The reasons for the more focused effort? "None of us are getting any younger," Rex notes. "And the more and more I've done other types of work, I've realized this is how I want to make some sort of living, even if it's a meager one. And I've realized, in a non-egotistical way, that I could probably get away with this. I think I can actually write a song now and not have to think about it and know what I'm doing. It's easier and what I enjoy doing. It's the only thing I enjoy doing other than fishing. And I don't think I can make any money off of fishing."
This week, Rex and the Victorstands will be earning a little money playing along the Front Range of Colorado, with dates in Denver, Fort Collins and Colorado Springs.
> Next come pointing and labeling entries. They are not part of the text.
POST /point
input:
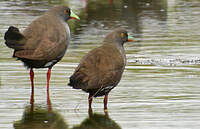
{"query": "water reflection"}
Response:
(40, 118)
(97, 121)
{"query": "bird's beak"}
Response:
(74, 16)
(130, 39)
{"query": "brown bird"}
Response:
(44, 42)
(101, 69)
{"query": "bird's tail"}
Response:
(14, 39)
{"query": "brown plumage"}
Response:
(44, 42)
(101, 69)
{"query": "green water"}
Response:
(160, 88)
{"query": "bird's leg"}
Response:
(48, 101)
(48, 98)
(48, 78)
(105, 102)
(90, 101)
(32, 88)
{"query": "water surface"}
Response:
(160, 88)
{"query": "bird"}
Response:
(101, 69)
(44, 42)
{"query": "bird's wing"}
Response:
(101, 67)
(46, 40)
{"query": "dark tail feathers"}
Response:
(14, 39)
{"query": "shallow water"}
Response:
(160, 88)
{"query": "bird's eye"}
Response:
(122, 35)
(65, 12)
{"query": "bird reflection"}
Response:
(97, 121)
(40, 117)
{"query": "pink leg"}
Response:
(48, 78)
(90, 101)
(48, 101)
(32, 88)
(105, 102)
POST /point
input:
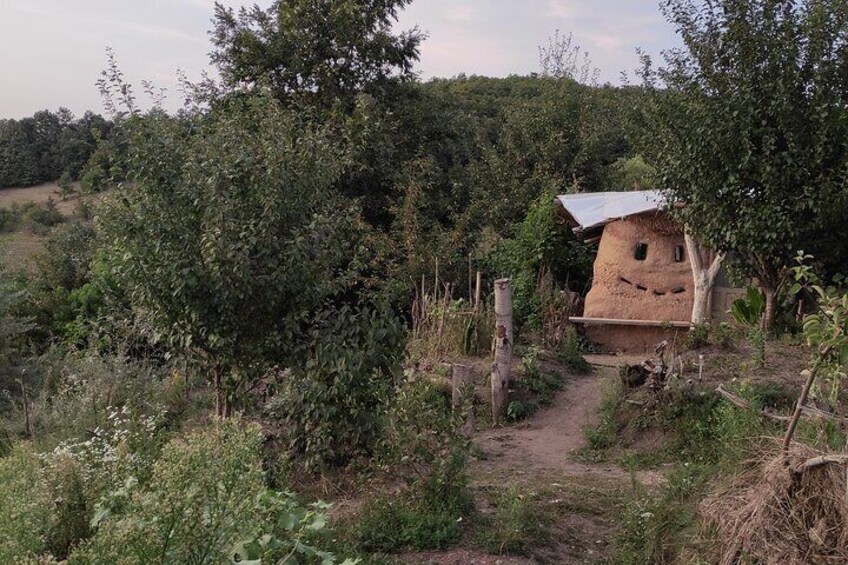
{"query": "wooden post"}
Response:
(463, 395)
(503, 348)
(27, 417)
(477, 290)
(436, 282)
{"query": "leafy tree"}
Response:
(42, 147)
(325, 51)
(230, 236)
(750, 132)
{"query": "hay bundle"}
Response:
(784, 514)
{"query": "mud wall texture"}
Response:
(641, 272)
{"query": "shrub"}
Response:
(330, 404)
(571, 352)
(24, 505)
(421, 444)
(515, 527)
(200, 502)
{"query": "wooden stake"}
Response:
(799, 407)
(503, 348)
(27, 417)
(477, 290)
(463, 395)
(436, 284)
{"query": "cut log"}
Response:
(503, 348)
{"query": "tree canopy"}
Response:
(747, 125)
(321, 50)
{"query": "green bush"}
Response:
(541, 243)
(394, 525)
(331, 404)
(24, 505)
(200, 502)
(571, 352)
(515, 527)
(421, 445)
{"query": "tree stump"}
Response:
(503, 348)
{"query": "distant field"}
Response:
(18, 248)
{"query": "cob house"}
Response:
(644, 284)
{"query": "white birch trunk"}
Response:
(703, 279)
(503, 348)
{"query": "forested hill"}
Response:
(46, 145)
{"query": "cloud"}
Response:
(563, 9)
(149, 32)
(461, 13)
(607, 42)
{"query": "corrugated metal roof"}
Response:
(595, 209)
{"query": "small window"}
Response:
(641, 251)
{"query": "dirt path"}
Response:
(581, 502)
(546, 443)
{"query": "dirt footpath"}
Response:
(546, 443)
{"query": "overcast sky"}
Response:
(52, 51)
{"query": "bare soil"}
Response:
(39, 194)
(536, 458)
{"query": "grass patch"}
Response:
(515, 527)
(535, 389)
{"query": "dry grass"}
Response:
(39, 194)
(775, 515)
(19, 249)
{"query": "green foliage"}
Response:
(656, 527)
(351, 48)
(538, 387)
(229, 238)
(605, 434)
(34, 217)
(571, 352)
(633, 173)
(203, 499)
(24, 505)
(64, 184)
(541, 243)
(749, 311)
(42, 147)
(421, 444)
(292, 527)
(749, 131)
(515, 527)
(330, 402)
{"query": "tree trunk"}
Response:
(503, 348)
(703, 279)
(477, 290)
(770, 308)
(27, 416)
(220, 395)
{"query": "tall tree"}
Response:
(325, 51)
(750, 132)
(230, 237)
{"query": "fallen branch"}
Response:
(745, 405)
(821, 460)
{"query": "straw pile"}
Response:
(784, 514)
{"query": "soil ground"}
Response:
(535, 458)
(18, 248)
The trip to Colorado will put Rex on familiar turf and serve as proof that he's taking himself and his music more seriously. "I've just matured, and I've got a better head on my shoulders now. I can look at things more clearly and not just screw around and hang out and go, 'Yeah, I write songs,' and not really know anything about it. Other people around me are growing up, so I need to do a little bit of that. Because I want to be proud of what I do."